The layering of government, employer, and commercial surveillance into one apparatus stacks the deck against the worker, and is a marked affront to the dignity of an essential profession. And, ironically, there’s little evidence that the ELD accomplishes the ostensible safety goals that led to its adoption in the first place: in fact, truck crashes in some segments of the industry increased after the mandate, and truck-crash fatalities hit a thirty-year high. Truckers and analysts agree on the underlying reason: the technological regime creates extra rigidity in the timekeeping rules, leading drivers to compensate by speeding and otherwise seek ways to make up lost time. In one industry survey (albeit a nonrepresentative one), 78 percent of drivers reported that after the ELD mandate, they felt more pressure to drive when they felt it was better to stop.
On top of this, longtime professional drivers, who tend to have the strongest safety records, are more often compelled to “hang up their keys” because of the distrust and loss of dignity in their occupation evinced by surveillance.
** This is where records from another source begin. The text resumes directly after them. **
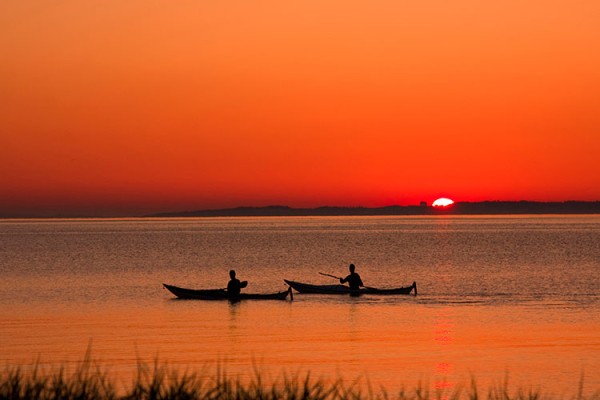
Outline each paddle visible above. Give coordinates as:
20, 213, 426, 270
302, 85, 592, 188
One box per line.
319, 272, 378, 290
319, 272, 344, 279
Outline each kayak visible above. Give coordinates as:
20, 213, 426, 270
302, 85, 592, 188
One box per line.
163, 283, 293, 301
283, 279, 417, 296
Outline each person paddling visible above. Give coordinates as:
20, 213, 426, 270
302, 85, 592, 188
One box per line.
227, 270, 248, 297
340, 264, 365, 290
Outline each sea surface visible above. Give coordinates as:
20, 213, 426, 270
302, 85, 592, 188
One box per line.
0, 216, 600, 397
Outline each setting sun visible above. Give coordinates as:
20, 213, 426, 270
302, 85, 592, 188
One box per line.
432, 197, 454, 207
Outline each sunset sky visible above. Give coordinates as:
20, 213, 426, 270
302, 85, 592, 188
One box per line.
0, 0, 600, 216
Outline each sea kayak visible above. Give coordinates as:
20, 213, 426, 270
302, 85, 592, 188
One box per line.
283, 279, 417, 296
163, 283, 292, 301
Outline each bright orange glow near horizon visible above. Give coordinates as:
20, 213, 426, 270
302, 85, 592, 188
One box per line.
0, 0, 600, 216
431, 197, 454, 207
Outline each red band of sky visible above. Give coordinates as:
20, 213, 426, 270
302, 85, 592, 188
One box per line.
0, 0, 600, 216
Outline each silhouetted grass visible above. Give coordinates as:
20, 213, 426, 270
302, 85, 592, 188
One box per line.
0, 354, 600, 400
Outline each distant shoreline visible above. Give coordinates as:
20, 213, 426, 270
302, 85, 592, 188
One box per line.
145, 201, 600, 218
0, 200, 600, 220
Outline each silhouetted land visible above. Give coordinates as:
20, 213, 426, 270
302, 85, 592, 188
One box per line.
149, 201, 600, 217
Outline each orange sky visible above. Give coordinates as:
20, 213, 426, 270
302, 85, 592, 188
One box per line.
0, 0, 600, 216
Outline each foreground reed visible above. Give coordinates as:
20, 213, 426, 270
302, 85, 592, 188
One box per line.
0, 357, 600, 400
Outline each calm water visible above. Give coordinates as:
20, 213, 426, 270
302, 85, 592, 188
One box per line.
0, 216, 600, 395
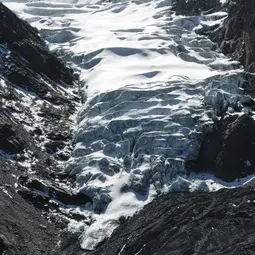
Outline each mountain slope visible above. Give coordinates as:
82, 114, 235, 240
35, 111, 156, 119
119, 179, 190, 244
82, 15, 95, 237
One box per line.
1, 0, 254, 254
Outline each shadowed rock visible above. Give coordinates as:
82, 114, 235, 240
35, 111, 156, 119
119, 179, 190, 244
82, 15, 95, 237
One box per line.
187, 114, 255, 181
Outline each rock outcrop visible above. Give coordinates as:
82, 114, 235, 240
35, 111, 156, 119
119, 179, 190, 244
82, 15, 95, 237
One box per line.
187, 114, 255, 181
0, 3, 90, 255
221, 0, 255, 72
93, 188, 255, 255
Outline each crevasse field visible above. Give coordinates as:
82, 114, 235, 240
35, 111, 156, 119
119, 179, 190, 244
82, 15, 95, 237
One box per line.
3, 0, 251, 250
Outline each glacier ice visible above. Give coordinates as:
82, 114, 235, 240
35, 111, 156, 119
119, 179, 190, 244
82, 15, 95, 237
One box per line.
4, 0, 251, 250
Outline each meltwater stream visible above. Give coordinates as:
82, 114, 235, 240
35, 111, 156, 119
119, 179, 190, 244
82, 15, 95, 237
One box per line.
4, 0, 251, 250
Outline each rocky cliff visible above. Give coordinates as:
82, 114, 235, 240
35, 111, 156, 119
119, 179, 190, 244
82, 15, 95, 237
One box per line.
0, 3, 89, 254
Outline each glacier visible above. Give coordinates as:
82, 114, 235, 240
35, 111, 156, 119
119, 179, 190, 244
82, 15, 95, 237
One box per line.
3, 0, 250, 250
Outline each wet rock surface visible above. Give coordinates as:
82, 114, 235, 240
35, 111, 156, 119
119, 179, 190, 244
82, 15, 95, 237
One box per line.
0, 157, 59, 255
94, 188, 255, 255
187, 114, 255, 182
0, 3, 82, 255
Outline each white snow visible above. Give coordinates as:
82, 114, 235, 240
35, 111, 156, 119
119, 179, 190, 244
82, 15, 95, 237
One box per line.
4, 0, 253, 250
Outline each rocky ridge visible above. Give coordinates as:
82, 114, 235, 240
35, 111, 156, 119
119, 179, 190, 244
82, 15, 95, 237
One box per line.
0, 3, 90, 254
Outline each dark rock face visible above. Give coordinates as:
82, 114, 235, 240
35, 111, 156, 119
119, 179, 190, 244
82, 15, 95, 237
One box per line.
187, 114, 255, 181
93, 188, 255, 255
0, 157, 59, 255
0, 3, 84, 255
221, 0, 255, 72
197, 0, 255, 73
0, 4, 74, 96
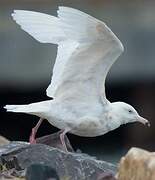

That leaves more openings to be filled by younger drivers (even 18-year-olds) with fresh CDLs, who’ve never known the industry any other way and may be less resistant to the surveillance it entails; younger drivers who are less safe and less capable than the old hands.
The interoperable surveillance truckers face may be a bellwether of things to come in other workplaces, especially in regulated industries. Regulatory compliance monitoring may come to support broader forms of workplace surveillance in industries from finance to transportation to agriculture. When surveillance technology serves complementary goals for powerful parties, what hope is there for workers to push back?
One prospect is to compel de-bundling of related technologies—a conceptual cousin of arguments made in the antitrust context. The idea of the “governance seam,” developed by Paul Ohm and Brett Frischmann, may be instructive here—by intentionally creating friction and segmentation of a technology to constrain data collection or use, we might limit the degree to which regulatory data collection scaffolds other forms of surveillance. (Such a limitation was discussed by regulators, but was ultimately unsuccessful, in the trucking context.) Data deletion and minimization policies may also aid in curbing re-use of regulatory data by employers and other private actors. But on the whole, it’s most critical to recognize what workers find themselves up against: a surveillance regime that is greater than the sum of its parts.